8. There is a certain amount of fallacy in the reason given in some of the authorities which permit an appellate Court to substitute conviction for abetment. It is argued that if the evidence produced in the trial makes out a case of abetment, an appellate Court can convict the accused of abetment even though he was charged with the principal offence. The question of substituting conviction for abetment would arise only when there is evidence to sustain the conviction for abetment. If there is no evidence to prove abetment, there cannot possibly arise any question of the appellate Court's substituting conviction for abetment. The question is whether an appellate Court can substitute conviction for abetment in a case where the evidence makes out a case of abetment and not of the principal offence, and it would be somewhat illogical to reply that if the evidence makes out a case of abetment, the conviction can be altered to one for abetment. The case for an appellate Court's substituting conviction for abetment becomes unanswerable where the facts mentioned in the charge itself make out a case of abetment. But in ordinary practice charges are so defectively framed by Magistrates and they lack details to such a lamentable extent, that there would rarely be a case in which the facts stated in the charge itself would make out a case of the principal offence as well as its abetment. In the present case the facts stated in the charge cannot make out a case of abetment.

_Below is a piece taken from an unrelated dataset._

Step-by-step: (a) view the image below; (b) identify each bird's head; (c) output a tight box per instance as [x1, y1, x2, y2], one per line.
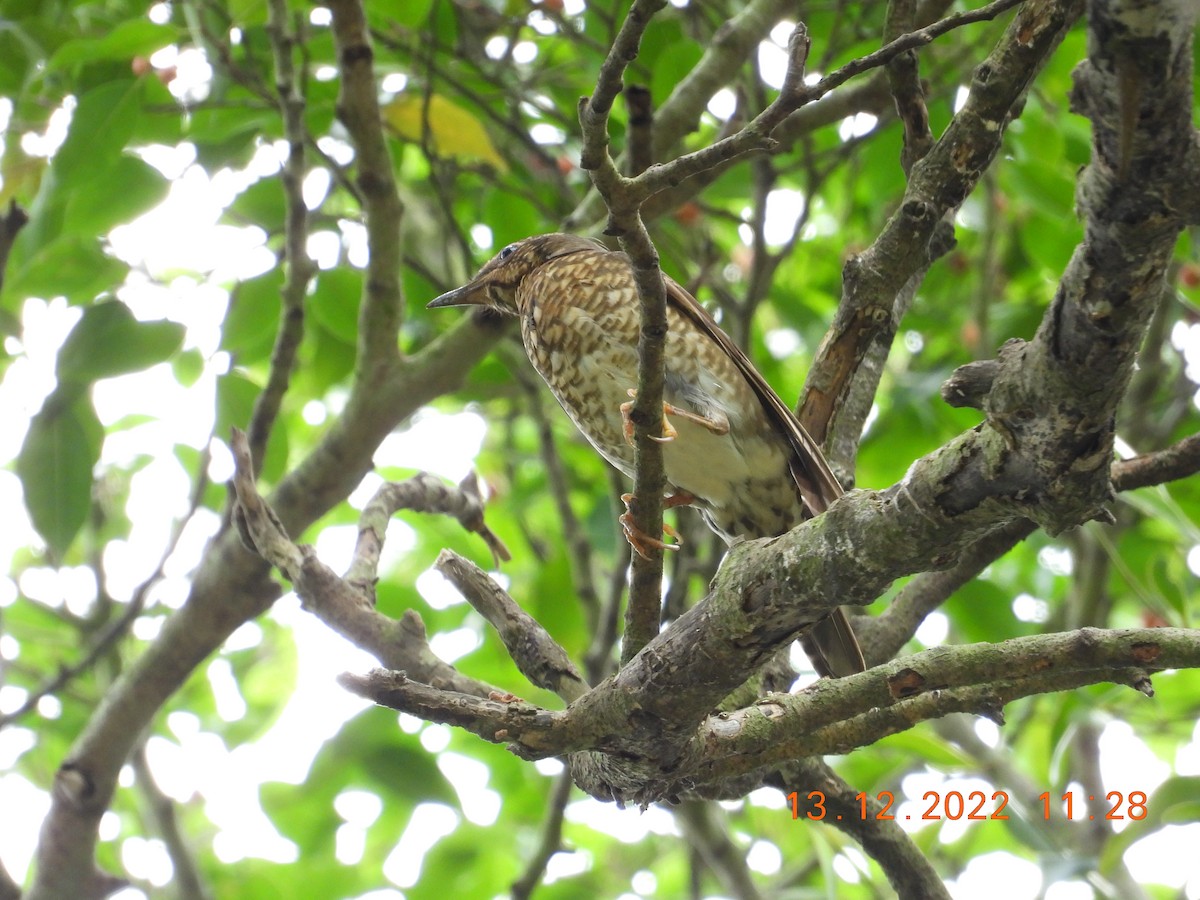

9. I doubt if it is quite proper to emphasise the fact that all the evidence was disclosed during the trial and that the accused can be convicted of any offence that may be made out from the evidence even though he was charged with another offence. The charge is framed on the basis of the evidence heard by the trial Court and it is the charge which gives real notice to the accused of what the case against him is and what case he has to meet. Giving this notice is one of the primary functions of a charge. If an accused can be convicted of any offence regardless of what he was charged with, it would nullify the utility of a charge. An accused is given the valuable right of cross-examining prosecution witnesses after a charge is framed against him. He also enters into defence after the charge. The line of cross examination of the prosecution witnesses and the defence depend upon the charge. If he is convicted of another offence and complains that ho was prejudiced by the wrong charge, his complaint must be heard by the appellate or revisional Court. It is undoubtedly an irregularity to convict an accused of one offence when he was charged with another. If this is done by the trial Court itself, an appellate Court, on being informed by the accused that he was prejudiced by the wrong charge, would be obliged to set aside the conviction. If the trial Court (erroneously) convicts the accused of the offence with which he was charged, the appellate Court cannot, after being informed by the accused that he did not try to meet any case other than that stated in the charge, set aside the conviction and substitute another. The position of an appellate Court is weaker than that of the trial Court in this respect; it cannot do what it would have undone, if done by the trial Court. Section 537 of the Code only allows an appellate or revisonal Court to condone an irregularity or illegality committed by the subordinate Court; it does not authorise the appellate or revisional Court to commit an irregularity or illegality.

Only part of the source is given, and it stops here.